Like any other night at Barnes and Noble, I returned to the café from the restroom, and the table of diet books called out to me. Almost siren-like voices were moaning, “Eat soy,” “CRUNCH fifteen minutes a day,” “ Buy this book and look like me—fabulous and lean.”
I did a gut check as I slid my fingers across the books’ glossy covers. Maybe I could get thin via osmosis … My usual tendency is to flip through a few books and compare my body to the ones on the pages—my exercise regime to the recommended one— then praise or berate myself based on my findings.
Tonight, I hesitated a few breaths as I walked slower past the “How To” books and “Diet and Exercise” sign. I thought to myself, I am more than the sum of my flaws. And so are you. Really, we should get healthy in whatever way works best and maintain that lifestyle, but not constantly worry about the next program, wonder herbal pill or fitness guru that promises to fulfill our hearts’ deepest desires for physical perfection. This behavior is like chasing after the wind—we can never grasp what we’re searching for, and it’s exhausting work.
In Isaiah, a craftsman works to make an idol statue: “[He said,] ‘It is ready for the soldering’; then he fastened it with pegs, that it might not totter” (Isaiah 41:7). This idol construction takes effort, and I wonder if by meditating on fat grams, pants sizes and tan lines, we have also labored over an idol.
I’ve never met anyone who said fearing buffets, having sore muscles five days a week or sucking in their stomach in public was fun, restful or rewarding. In fact, I’ve heard quite the opposite. It’s hard work to maintain an idol of self-image. Even if this idol isn’t constructed with weights and miracle cream, I bet many of us are a bit too concerned with how hip our hairstyle is, or how anti-Abercrombie our tattoos and clothes are.
The beautiful thing is that God doesn’t want us to have to keep up the tireless work of maintaining idols of self-image. Verse 10 explains that God desires to free us of the burden of idol worship. In essence, He wants to do the hard work for us: “Fear not, for I am with you; Be not dismayed, for I am your God. I will strengthen you. Yes, I will help you, I will uphold you with my righteous right hand.” We should ask ourselves if our bodies or self-images have become idols instead of tools. If that’s the case, the answer is prayer—prayer that God would change that frame of mind, that He would complete the good work He started in us.
I’m sure we’ve all heard the adage, “Wash the bad out by putting good in.” I’ve seen it on many a marquee, but it’s true. Replacing an old bad habit with a new good one just makes sense.

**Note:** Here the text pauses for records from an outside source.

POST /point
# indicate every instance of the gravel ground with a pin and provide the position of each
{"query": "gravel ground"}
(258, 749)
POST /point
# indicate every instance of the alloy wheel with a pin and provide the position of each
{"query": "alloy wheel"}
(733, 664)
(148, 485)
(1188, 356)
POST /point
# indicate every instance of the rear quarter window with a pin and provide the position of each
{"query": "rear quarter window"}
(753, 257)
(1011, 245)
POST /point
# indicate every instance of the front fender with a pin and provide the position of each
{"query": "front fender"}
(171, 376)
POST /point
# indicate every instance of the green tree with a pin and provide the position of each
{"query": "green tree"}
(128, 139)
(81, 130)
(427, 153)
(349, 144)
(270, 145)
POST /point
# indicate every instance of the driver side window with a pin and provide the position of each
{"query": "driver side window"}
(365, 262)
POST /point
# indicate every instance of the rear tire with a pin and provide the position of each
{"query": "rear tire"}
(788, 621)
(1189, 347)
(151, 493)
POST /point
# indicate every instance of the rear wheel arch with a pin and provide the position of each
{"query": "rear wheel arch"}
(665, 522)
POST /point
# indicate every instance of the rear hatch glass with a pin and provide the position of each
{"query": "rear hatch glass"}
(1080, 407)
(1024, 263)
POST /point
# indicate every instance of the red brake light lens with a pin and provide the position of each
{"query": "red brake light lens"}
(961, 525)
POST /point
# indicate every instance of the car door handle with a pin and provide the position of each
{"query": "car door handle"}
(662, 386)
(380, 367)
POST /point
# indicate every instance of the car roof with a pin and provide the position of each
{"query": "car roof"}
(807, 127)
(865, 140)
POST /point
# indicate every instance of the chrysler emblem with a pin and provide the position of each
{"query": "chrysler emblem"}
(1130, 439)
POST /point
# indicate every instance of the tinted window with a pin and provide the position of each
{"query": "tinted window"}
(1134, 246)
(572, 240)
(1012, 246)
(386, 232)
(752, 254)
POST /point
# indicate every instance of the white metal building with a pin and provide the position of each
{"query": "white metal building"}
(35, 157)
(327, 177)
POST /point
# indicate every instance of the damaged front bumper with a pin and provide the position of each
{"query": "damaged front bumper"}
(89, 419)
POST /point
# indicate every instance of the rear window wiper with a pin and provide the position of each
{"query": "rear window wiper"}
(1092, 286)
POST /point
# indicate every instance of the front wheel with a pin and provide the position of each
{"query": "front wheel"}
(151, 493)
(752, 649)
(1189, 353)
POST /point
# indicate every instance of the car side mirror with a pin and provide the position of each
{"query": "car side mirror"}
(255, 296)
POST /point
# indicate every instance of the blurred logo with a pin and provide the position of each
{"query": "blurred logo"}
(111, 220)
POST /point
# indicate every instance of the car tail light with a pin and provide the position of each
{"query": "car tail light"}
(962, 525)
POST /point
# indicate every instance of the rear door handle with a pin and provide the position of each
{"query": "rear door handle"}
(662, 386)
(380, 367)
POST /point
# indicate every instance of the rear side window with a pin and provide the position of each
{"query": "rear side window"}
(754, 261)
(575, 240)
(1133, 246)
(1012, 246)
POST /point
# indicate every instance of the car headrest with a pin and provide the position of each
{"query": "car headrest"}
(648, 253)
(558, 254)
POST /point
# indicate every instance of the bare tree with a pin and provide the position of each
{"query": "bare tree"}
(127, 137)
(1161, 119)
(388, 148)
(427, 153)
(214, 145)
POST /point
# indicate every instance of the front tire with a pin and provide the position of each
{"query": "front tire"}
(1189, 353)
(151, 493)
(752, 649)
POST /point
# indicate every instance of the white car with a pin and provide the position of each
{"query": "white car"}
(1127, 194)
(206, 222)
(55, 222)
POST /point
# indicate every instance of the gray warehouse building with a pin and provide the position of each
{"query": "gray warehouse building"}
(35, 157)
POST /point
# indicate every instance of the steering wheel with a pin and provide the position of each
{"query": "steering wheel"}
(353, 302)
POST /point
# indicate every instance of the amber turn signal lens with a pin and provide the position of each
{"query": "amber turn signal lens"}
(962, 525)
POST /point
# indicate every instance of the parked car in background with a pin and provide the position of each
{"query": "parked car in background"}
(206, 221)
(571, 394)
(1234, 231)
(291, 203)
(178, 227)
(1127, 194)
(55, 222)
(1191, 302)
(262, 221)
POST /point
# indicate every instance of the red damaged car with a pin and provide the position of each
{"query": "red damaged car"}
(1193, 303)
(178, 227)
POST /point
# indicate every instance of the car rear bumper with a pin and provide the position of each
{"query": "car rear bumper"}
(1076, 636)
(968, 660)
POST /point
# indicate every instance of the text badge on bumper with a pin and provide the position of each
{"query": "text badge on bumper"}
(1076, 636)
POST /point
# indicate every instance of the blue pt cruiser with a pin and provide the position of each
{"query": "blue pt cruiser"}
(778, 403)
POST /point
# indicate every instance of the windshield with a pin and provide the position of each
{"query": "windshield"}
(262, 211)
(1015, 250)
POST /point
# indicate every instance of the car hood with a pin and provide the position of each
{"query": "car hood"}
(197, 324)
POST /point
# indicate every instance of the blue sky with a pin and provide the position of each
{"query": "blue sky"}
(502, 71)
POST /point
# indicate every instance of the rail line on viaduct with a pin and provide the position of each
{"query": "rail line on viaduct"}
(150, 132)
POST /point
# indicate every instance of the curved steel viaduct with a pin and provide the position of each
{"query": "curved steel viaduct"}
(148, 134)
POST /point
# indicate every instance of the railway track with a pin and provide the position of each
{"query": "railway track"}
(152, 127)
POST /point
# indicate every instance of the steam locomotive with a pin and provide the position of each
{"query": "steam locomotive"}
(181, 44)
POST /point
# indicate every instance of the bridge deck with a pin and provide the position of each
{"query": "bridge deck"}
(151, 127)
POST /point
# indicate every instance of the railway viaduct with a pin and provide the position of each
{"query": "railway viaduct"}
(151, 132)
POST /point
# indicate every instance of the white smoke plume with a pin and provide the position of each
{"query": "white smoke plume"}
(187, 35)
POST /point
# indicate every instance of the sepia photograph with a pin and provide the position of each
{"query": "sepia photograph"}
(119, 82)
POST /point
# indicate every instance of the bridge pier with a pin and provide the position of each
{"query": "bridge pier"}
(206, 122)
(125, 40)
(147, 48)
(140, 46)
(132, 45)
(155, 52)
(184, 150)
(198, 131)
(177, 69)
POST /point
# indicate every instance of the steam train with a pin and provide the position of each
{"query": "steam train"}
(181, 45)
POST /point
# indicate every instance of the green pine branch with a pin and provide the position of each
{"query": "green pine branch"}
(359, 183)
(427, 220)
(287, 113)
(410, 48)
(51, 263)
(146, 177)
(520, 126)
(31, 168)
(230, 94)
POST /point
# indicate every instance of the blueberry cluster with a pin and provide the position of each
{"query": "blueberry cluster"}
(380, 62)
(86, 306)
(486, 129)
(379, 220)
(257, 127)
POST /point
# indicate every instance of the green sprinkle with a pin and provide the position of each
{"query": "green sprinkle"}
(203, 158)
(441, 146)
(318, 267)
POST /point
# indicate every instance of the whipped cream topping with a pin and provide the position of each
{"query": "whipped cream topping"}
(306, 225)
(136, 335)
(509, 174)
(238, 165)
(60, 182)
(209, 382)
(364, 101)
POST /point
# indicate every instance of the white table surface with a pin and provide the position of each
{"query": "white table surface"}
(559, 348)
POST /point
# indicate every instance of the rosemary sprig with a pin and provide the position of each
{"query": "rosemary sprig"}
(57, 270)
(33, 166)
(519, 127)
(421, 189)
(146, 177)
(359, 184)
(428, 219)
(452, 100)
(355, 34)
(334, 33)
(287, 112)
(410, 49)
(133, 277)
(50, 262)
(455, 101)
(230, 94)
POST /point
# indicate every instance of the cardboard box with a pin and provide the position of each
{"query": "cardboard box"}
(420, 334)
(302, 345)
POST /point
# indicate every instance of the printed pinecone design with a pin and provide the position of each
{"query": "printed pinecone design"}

Instead of staring at airbrushed pictures of waif-like goddesses dripping with black eyeliner or whatever cookie-cutter body-builder is on the cover of Men’s Fitness, we could focus on a talent of our own. Stir up creativity by reading literary journals or perusing photography magazines. Instead of glaring at someone’s waistline in the gym, we might thank God for our physical abilities.
I once had an accident which kept me pretty much sedentary for nearly six months. I was never more grateful for the strength in my legs and the steady flow of oxygen in my lungs as I was when I finally jogged in Allsop Park. Maintaining an attitude of appreciation for our bodies and minds will increase our acceptance of others and ourselves. Besides, our flaws add charm. Think about Amelie; she would never be on the cover of Vogue or Maxim, but who didn’t fall in love with her expressive brown eyes and the way she skipped rocks in the canal? So, in the tradition of all proper pageant queens, I tell you again: “Beauty is on the inside.”
In our effort to achieve a balanced healthy lifestyle versus an obsessive one, we can take comfort in the fact that God is a God of mercies. He understands our sometimes-neurotic hearts. We derive our English word “worry” from the German word “wergan,” meaning literally “to choke.” Always worrying about the circumference of our thighs, two-four-six pack abs or the calories in a carrot will only cause mental agony and stifle the soul (i.e. our whole person). We should be concerned for our health, enjoy exercise and utilize the artfully made machine of the body, but not manically heed the call of weight loss and self-improvement sirens. There is much more to health and beauty than measurements and weight. Let us trust God and remember who’s doing the work of transformation.[Leslie St. John is 22, married and has one slightly schizophrenic and precious dog. In the fall, she will start the MFA program at Purdue University. She currently works at Excel Models and Talent and Dandelion, a vintage interiors store, in Little Rock, Ark.]